The House of Sharing (나눔의 집, Nanum-ui jib) is a nursing home for living comfort women in Seoul, South Korea. The House of Sharing was founded in June 1992 through funds raised by Buddhist organizations and various socio-civic groups. The original location was a dilapidated, more traditional Korean-style rental house in Hyehwa-dong in Seoul. With continued private funding and a notable donation of private land from prominent Buddhist businesswoman Cho Yong-ja, a spacious, modern compound was completed in December 1995. The 'comfort women' were relocated to the new building located in Gwangju, Gyeonggi, on the outskirts of Seoul, in February 1996. The House of Sharing includes “The Museum of Sexual Slavery by Japanese Military” to spread the truth about the Japanese military's brutal abuse of comfort women and to educate descendants and the public.

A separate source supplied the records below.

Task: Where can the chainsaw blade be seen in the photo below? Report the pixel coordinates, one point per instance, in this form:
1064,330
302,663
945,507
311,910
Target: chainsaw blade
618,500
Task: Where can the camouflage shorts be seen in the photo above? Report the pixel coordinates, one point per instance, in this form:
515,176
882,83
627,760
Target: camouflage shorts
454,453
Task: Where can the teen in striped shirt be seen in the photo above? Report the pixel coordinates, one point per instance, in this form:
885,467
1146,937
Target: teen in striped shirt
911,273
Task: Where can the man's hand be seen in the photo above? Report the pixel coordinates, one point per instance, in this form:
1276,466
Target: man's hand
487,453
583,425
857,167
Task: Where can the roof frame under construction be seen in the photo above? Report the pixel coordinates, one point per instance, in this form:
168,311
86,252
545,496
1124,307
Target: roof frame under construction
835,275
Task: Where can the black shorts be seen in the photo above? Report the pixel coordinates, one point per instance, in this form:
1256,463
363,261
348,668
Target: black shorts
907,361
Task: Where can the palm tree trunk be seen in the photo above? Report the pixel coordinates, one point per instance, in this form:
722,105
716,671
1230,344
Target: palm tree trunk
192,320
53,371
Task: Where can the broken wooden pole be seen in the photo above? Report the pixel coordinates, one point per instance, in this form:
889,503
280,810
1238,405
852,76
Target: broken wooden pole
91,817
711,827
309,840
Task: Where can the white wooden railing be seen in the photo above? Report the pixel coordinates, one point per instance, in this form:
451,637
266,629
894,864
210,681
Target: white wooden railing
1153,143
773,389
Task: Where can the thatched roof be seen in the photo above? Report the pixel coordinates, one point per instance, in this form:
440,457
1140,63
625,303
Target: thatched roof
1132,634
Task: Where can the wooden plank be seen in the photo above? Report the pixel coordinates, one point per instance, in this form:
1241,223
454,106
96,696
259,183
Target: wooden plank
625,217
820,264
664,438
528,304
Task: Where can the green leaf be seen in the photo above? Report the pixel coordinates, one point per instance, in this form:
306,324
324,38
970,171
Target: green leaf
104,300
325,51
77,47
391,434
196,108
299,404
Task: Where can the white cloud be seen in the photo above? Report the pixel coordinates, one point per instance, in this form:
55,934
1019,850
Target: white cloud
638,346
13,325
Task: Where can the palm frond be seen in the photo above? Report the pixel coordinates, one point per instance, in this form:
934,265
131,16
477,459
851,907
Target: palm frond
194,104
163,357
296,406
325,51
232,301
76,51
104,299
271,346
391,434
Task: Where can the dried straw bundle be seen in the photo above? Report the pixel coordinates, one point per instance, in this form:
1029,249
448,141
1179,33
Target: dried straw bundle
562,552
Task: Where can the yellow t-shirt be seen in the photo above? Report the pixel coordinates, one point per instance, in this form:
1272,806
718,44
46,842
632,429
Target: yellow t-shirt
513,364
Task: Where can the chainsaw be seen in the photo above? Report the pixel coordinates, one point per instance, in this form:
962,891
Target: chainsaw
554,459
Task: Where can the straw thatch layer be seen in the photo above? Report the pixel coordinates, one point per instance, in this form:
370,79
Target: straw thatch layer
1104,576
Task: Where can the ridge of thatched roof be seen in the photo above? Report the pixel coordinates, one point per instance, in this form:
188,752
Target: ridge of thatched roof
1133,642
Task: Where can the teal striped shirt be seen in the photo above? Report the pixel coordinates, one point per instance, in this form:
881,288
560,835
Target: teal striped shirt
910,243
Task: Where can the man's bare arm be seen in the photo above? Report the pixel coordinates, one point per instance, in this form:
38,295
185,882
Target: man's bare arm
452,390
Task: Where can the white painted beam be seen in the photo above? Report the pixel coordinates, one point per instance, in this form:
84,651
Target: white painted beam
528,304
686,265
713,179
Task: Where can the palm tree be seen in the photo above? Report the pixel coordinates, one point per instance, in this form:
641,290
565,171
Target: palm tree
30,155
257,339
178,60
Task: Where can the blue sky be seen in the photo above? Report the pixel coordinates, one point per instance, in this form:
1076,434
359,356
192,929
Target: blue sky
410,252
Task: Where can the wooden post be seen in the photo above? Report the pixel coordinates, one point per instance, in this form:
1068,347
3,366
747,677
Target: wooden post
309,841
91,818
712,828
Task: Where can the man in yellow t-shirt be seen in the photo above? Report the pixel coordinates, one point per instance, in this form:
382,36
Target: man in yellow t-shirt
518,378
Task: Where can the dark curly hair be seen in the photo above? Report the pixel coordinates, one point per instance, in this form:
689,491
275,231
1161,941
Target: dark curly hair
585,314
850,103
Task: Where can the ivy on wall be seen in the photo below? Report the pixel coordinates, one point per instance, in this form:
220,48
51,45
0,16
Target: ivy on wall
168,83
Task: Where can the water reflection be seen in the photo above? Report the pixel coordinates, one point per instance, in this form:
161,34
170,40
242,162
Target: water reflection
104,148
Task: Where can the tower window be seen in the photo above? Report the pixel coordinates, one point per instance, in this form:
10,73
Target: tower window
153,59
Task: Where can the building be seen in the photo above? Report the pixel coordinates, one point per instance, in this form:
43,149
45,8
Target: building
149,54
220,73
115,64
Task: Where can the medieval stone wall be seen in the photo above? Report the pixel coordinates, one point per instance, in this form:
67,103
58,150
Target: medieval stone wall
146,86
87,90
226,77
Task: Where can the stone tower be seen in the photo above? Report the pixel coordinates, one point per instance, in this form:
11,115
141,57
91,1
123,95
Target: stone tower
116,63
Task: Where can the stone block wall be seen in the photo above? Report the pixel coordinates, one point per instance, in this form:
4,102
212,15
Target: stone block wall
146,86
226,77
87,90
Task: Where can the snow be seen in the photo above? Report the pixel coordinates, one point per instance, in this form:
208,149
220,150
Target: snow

The House of Sharing offers art therapy programs for its residents. In 2017, a memorial and exhibition hall opened on the grounds of the House of Sharing. It includes a space to showcase the artwork surviving comfort women have made.

Survivors who live or have lived at the House of Sharing include Kang Duk-kyung, Kim Soon-duk, and Kim Bok-dong. The 'comfort women' who live at the House of Sharing are known for participating in the weekly protest, the Wednesday Demonstration.